Изменить размер шрифта - +
На ней были джинсы, черные кроссовки «Конверс» и бледно-розовый флисовый джемпер с серыми манжетами. Увиденная мной ладонь оказалась левой, рука лежала на отлете под углом. Она покоилась среди цветов, как будто ее туда уронили.

При ближайшем рассмотрении кожа руки выглядела голубоватой, а ногти — серо-багровыми из-за старого синяка. Мне не требовалось дотрагиваться до Дженни и убеждаться, что ей уже давно не нужна помощь, но я провела обратной стороной пальца по ее щеке и передернулась от холодка безжизненной плоти. Я заставила себя посмотреть на ее лицо, на ее черты, желая утвердиться в том, о чем и так догадалась, что было правдой и чего никогда не забуду. Пепельно-серое лицо, обрамленное спутанными грязными светлыми волосами, тусклыми и гладкими. Глаза у нее оказались закрыты, ресницы черным веером лежали на бесцветных щеках. Губы серые и бескровные, рот приоткрыт из-за отвисшей нижней челюсти. Хорошо видны следы насилия на ее лице и шее: слабые пятна синяков, испещрявших щеку и тянувшихся по хрупким ключицам. Под нижней губой темнела тонкая полоска — там до черноты засох узкий мазок крови.

Она лежала там, где ее бросили, где покончивший с ней придал телу положение, в котором, по его замыслу, ее должны были найти. Поза выглядела нелепой пародией на достоинство в представлении сотрудника похоронного бюро. Она не могла заслонить реальность совершенного с девочкой. Изнасилованная, избитая, брошенная, мертвая. Всего лишь двенадцатилетняя. Весь безграничный потенциал загублен в корне, просто пустая оболочка в тихом лесу.

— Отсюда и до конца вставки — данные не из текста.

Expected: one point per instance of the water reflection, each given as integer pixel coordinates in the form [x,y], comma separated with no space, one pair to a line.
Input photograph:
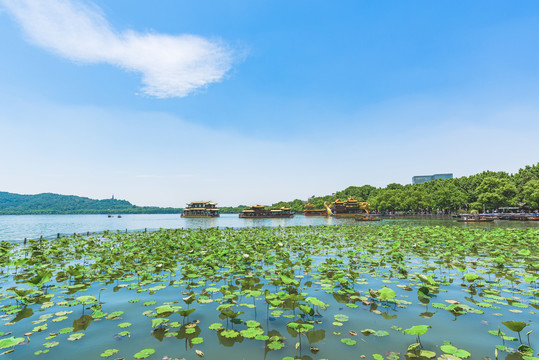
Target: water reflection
[18,227]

До этого я смотрела на тело Дженни с отстраненностью, граничащей с равнодушием, изучая каждую подробность, не сознавая на самом деле увиденного. Теперь же в голове у меня словно прорвалась плотина, и на меня во всей полноте обрушилась волна ужаса. Дженни пришлось пережить то, чего я боялась, и это оказалось хуже, чем я могла себе вообразить. Кровь зашумела у меня в ушах, и земля качнулась под ногами. Я обеими руками стиснула бутылку с водой, холодный неровный пластик показался ободряюще привычным. Я обливалась потом, но руки и ноги у меня похолодели, меня бил озноб. Подступила тошнота, и я, дрожа, наклонила голову между колен. Думать стало трудно, я не могла пошевелиться, и лес вокруг меня неконтролируемо кружился. В какой-то момент я посмотрела и увидела себя в том возрасте: такие же волосы, тот же овал лица, — но я не умерла, я осталась жива…

Не знаю, сколько времени потребовалось бы мне, чтобы прийти в себя, если бы меня резко не вернули к действительности. Где-то позади, в отдалении, настойчиво взвыла собака, а затем внезапно смолкла, и ужас происходящего налетел на меня, как скорый поезд.

А вдруг я не одна?

Я выпрямилась и окинула взглядом маленькую поляну расширившимися глазами, готовая отреагировать на любое неожиданное движение поблизости. Я стояла у тела, кем-то здесь оставленного — предположительно тем, кто ее убил. А я читала, будто убийцы иногда возвращаются к телу. Я сглотнула, в горле у меня пересохло от страха. В кронах деревьев снова зашумел ветерок, заглушив все остальные звуки, и я подпрыгнула, когда какая-то птица вылетела из своего укрытия справа от меня и стрелой взмыла сквозь ветки на открытое пространство. Что ее вспугнуло? Не следует ли мне попросить о помощи звонком? Кто услышит меня в лесной чаще, куда я ушла, чтобы побыть одной? Глупышка, глупышка Сара…

Не успела я окончательно впасть в панику, как здравый смысл пресек нараставшую истерику. И правда, глупышка Сара, с мобильным телефоном в кармане, который только и ждет, чтобы им воспользовались. Я вытащила его, едва не всхлипнув от облегчения, затем снова запаниковала, когда на осветившемся экране увидела всего одно деление связи. Недостаточно. Я стала карабкаться назад по крутому склону, крепко сжимая в руке телефон. Взбираться вверх под большим углом было трудно, и в поисках опоры я лихорадочно хваталась свободной рукой за траву и корни, которые выдергивались из мягкой земли, а в голове стучало: ну пожалуйста, пожалуйста.